I was using a free secondary DNS service from BuddyNS: they provide replicas that I listed as the primaries, and those did regular zone transfers from my server for the source of truth.

That was pretty convenient, and BuddyNS have been pretty great (the free tier is good for up to 300K queries per month, of which I was using about 70-100K), but they only provide secondary DNS, so I went looking for another solution.

I’m sure that there are many other DNS providers around, but since I’m hosting www.farside.org.uk on Google Compute Engine, I decided to try out Google Cloud DNS, which provides a simple primary DNS service, available via anycast over both IPv4 and IPv6 (that arrangement seems to be fairly standard for DNS providers nowadays).

This one’s not free, but it is pretty cheap: US$0.20/month per domain, plus US$0.40/month per million queries. For me, that should work out to less than $3/year1.

Otherwise, it seems to be broadly similar to other DNS providers. You can make updates via a JSON/REST API, and API client libraries and a basic command-line client are provided. They do only support a predefined set of resource record types, though I suspect that’s not a problem for most people2.

I actually switched a few weeks ago, but until very recently the programmatic REST API was the only way to make changes, so this wasn’t really a product I’d want to recommend: technically, it worked, but editing a JSON document by hand to send via the command-line client was… suboptimal.

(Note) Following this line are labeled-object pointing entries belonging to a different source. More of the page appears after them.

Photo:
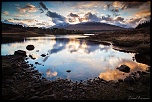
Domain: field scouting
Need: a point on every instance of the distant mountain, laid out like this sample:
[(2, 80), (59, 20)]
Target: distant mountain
[(92, 26)]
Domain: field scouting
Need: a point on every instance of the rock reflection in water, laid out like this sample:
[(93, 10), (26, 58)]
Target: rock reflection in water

Fortunately, there’s now an editor embedded in the Google Developers Console, so you can also make changes interactively.

The Google Cloud DNS editor lists
individual resource records, along with facilities for in-place editing,
creation and deletion.
The new Cloud DNS editor in the Google Developer Console

Overall, I’m happy enough with the switch: it seems to work well, and didn’t take much effort (once I’d remembered to quote my TXT strings properly, ahem).

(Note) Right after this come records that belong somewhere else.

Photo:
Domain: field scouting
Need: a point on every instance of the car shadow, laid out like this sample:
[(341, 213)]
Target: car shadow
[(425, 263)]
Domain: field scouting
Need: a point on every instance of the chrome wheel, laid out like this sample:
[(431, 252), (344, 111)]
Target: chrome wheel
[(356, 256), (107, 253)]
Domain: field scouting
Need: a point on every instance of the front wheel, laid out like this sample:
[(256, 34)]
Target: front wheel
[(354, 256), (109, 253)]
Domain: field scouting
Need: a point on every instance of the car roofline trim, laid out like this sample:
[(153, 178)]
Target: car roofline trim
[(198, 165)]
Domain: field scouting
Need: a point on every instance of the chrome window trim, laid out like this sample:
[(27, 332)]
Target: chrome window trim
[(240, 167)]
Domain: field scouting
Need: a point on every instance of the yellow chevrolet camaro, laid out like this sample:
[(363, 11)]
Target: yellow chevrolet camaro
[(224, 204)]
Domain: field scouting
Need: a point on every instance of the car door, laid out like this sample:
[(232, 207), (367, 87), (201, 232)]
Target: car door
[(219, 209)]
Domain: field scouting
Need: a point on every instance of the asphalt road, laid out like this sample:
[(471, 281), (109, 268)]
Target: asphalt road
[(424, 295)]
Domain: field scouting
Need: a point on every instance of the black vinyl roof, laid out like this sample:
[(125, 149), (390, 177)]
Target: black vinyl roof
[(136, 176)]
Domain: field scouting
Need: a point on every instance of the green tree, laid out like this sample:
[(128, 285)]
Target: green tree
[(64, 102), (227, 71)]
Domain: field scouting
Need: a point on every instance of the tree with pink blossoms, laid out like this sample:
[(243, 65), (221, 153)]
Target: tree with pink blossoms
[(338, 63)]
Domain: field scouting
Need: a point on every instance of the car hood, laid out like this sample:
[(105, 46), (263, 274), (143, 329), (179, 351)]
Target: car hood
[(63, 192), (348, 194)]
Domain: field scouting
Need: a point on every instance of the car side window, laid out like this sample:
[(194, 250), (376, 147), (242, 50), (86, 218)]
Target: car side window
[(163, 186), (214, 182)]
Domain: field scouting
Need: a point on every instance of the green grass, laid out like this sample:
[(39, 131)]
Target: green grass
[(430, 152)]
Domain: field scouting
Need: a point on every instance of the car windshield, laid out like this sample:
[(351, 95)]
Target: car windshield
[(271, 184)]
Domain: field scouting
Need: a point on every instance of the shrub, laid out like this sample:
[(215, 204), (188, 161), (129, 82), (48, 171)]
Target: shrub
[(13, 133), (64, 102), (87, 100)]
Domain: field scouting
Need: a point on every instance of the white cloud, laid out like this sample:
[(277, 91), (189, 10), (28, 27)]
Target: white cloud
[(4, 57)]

I did make one or two changes to the domain at the same time, most notably removing the A record for farside.org.uk itself (which had originally been present for direct mail delivery, years ago). This does mean that http://farside.org.uk/ will no longer resolve3, but that hopefully shouldn’t cause any real problems.


  1. Full disclosure: I’m currently getting an employee discount, so I’ll be paying less than that. 

  2. I did have to drop an RP RR as a result of this, though I wasn’t actually using it for anything. 

  3. Previously, this would end up at the aforementioned machine and be redirected by that copy of Apache to www.farside.org.uk, which runs elsewhere.